Un conflit n’est pas une violence conjugale

Dans un conflit, deux points de vue s’opposent mais les personnes restent sur un plan d’égalité : chacune peut parler, refuser, demander une pause et négocier. Dans les violences conjugales, une personne installe un rapport de domination. La peur, le contrôle ou l’humiliation réduisent la liberté de l’autre.

La question n’est donc pas seulement « nous disputons-nous souvent ? », mais « que se passe-t-il si je ne suis pas d’accord ? ». Un refus qui déclenche une menace, une privation d’argent, une surveillance, un enfermement ou une punition ne relève pas d’un simple problème de communication.

RepèreConflit dans l’égalitéViolence et domination
DésaccordDeux positions peuvent être exprimées.Une seule position doit s’imposer.
RefusIl peut déplaire, mais reste possible.Il expose à la peur, à une menace ou à une sanction.
PauseChacun peut s’éloigner et reprendre plus tard.La sortie est empêchée, poursuivie ou surveillée.
RessourcesArgent, téléphone et documents restent accessibles.Ils servent à isoler, contraindre ou contrôler.
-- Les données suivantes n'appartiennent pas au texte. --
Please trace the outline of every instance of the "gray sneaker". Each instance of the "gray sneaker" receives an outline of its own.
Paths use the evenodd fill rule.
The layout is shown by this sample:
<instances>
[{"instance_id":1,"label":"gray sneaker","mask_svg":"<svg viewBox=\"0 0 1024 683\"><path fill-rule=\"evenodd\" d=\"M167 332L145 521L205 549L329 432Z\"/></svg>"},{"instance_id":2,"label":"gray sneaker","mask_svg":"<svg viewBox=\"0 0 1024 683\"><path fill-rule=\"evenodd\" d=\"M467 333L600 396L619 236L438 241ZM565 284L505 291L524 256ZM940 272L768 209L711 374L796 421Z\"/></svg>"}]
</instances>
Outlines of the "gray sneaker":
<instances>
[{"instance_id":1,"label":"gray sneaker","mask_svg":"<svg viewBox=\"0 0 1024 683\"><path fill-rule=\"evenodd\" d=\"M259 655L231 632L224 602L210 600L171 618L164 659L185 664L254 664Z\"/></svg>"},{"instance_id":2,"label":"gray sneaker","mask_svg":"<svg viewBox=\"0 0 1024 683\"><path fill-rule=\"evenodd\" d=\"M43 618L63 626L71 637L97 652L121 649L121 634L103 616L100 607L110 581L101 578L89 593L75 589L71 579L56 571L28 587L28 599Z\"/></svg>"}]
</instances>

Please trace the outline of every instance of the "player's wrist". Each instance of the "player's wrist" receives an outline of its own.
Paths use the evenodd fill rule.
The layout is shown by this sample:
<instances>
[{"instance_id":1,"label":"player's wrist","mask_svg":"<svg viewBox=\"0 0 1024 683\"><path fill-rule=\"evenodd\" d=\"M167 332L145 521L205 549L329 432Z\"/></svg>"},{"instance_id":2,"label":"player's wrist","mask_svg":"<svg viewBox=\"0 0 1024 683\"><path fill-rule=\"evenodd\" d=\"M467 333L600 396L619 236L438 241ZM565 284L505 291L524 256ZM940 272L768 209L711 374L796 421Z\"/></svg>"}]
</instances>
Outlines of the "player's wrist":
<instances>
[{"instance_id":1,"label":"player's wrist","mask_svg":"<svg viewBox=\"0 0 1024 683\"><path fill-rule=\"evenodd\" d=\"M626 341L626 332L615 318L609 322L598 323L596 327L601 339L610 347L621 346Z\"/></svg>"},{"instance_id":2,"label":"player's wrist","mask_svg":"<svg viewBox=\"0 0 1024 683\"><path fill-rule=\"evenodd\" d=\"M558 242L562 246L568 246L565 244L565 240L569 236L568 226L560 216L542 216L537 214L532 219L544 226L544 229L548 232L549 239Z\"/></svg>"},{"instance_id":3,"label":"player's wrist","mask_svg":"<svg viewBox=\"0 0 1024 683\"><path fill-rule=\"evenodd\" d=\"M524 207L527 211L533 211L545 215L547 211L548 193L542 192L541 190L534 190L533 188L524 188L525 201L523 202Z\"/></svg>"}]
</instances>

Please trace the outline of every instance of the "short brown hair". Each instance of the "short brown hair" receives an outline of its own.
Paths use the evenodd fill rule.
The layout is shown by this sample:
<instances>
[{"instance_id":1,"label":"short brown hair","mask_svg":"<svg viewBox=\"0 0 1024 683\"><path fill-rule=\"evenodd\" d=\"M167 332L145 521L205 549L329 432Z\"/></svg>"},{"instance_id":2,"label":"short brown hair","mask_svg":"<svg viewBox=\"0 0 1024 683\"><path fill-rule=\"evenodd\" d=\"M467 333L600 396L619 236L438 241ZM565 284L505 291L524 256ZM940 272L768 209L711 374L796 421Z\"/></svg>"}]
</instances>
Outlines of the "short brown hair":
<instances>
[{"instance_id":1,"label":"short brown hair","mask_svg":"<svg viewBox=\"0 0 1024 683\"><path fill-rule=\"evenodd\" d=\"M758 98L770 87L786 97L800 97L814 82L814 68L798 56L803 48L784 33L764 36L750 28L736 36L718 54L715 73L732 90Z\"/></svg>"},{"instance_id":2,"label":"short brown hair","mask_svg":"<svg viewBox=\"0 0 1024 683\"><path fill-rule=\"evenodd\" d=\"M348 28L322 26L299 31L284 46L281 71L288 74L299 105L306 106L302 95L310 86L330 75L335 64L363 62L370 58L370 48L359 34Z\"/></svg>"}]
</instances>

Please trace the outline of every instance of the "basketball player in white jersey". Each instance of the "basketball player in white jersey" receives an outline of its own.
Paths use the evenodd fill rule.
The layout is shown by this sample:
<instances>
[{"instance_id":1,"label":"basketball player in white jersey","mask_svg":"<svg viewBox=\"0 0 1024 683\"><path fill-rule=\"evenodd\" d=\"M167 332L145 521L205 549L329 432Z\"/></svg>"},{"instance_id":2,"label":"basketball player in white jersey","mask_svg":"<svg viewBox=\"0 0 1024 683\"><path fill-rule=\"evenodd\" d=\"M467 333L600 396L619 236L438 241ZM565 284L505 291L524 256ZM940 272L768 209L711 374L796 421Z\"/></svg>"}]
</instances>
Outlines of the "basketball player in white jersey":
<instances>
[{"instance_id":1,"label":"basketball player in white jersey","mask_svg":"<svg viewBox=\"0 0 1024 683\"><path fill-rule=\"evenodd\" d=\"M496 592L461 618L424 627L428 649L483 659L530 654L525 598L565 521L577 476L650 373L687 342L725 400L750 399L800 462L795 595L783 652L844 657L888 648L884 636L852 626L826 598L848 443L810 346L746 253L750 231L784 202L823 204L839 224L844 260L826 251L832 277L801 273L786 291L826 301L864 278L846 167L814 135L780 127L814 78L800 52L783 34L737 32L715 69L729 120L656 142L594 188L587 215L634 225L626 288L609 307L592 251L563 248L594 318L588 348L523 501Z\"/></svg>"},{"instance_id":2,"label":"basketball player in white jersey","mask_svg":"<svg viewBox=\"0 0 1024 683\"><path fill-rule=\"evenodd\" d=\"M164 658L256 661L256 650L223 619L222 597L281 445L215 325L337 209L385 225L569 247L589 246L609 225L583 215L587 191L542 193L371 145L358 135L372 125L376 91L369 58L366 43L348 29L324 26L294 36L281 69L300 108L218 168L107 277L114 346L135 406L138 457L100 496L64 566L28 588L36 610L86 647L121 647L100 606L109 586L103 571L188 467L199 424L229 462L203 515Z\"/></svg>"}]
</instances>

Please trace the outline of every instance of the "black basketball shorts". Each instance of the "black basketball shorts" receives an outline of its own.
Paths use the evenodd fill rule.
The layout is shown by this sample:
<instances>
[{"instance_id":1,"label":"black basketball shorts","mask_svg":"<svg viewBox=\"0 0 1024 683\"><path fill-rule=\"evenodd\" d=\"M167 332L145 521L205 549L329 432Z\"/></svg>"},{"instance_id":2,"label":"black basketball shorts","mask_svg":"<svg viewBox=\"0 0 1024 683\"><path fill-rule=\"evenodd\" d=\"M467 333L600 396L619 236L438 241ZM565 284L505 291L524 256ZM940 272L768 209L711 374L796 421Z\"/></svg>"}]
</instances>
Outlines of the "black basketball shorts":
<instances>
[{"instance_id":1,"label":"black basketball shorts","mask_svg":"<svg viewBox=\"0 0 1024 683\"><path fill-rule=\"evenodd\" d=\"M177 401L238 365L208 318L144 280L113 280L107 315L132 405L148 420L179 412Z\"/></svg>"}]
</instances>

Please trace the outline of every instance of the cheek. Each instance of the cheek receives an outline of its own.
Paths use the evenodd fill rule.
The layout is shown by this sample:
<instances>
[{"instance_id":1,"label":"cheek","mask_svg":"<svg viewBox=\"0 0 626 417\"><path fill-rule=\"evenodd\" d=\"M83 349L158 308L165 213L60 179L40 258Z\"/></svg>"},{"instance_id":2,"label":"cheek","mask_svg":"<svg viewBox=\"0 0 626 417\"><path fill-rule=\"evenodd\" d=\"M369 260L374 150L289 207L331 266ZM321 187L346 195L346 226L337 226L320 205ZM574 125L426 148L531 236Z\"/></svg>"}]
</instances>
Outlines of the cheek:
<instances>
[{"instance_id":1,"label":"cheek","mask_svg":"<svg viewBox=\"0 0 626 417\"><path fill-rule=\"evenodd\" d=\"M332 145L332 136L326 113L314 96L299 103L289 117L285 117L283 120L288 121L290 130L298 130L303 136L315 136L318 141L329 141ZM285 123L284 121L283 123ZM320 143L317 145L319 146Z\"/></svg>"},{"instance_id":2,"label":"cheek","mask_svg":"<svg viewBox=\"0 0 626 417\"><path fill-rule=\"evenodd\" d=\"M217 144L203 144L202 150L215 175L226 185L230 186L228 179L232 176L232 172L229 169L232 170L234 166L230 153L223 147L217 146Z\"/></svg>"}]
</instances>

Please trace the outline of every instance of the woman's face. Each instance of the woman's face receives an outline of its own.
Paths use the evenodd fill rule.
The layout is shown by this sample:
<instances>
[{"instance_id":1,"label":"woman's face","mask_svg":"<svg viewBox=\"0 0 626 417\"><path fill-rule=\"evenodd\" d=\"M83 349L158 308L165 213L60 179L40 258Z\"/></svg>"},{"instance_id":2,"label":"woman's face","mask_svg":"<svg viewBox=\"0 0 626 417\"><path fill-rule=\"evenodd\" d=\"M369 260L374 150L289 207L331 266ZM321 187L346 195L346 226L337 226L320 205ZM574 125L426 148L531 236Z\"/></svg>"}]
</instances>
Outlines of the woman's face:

Les méthodes proposées dans nos articles sur la communication dans le couple ou le dialogue pendant un désaccord supposent cette égalité. Si elle n’existe plus, chercher un meilleur argument ou une conversation commune peut augmenter le danger.

Reconnaître les signaux, même sans coups

Les violences peuvent se cumuler et changer de forme. Le portail gouvernemental cite notamment les violences physiques, verbales, psychologiques, sexuelles, médicales, matérielles, économiques, administratives, numériques et celles qui utilisent la parentalité. L’absence de blessure visible ne signifie donc pas l’absence de violence.

01

Contrôle et isolement

Imposer les fréquentations, les vêtements, les déplacements, l’alimentation ou l’accès aux soins ; exiger de savoir constamment où vous êtes.

02

Argent et documents

Confisquer un moyen de paiement, un passeport, un titre de séjour ou un document de santé ; empêcher de travailler ou modifier un accès administratif.

03

Menaces et humiliations

Rabaisser, intimider, casser des objets, menacer de frapper, de tuer, de se suicider ou d’emporter les enfants pour obtenir l’obéissance.

04

Corps et consentement

Frapper, étrangler, séquestrer, imposer un acte sexuel, empêcher une contraception ou forcer une médication. Le couple ne supprime jamais le consentement.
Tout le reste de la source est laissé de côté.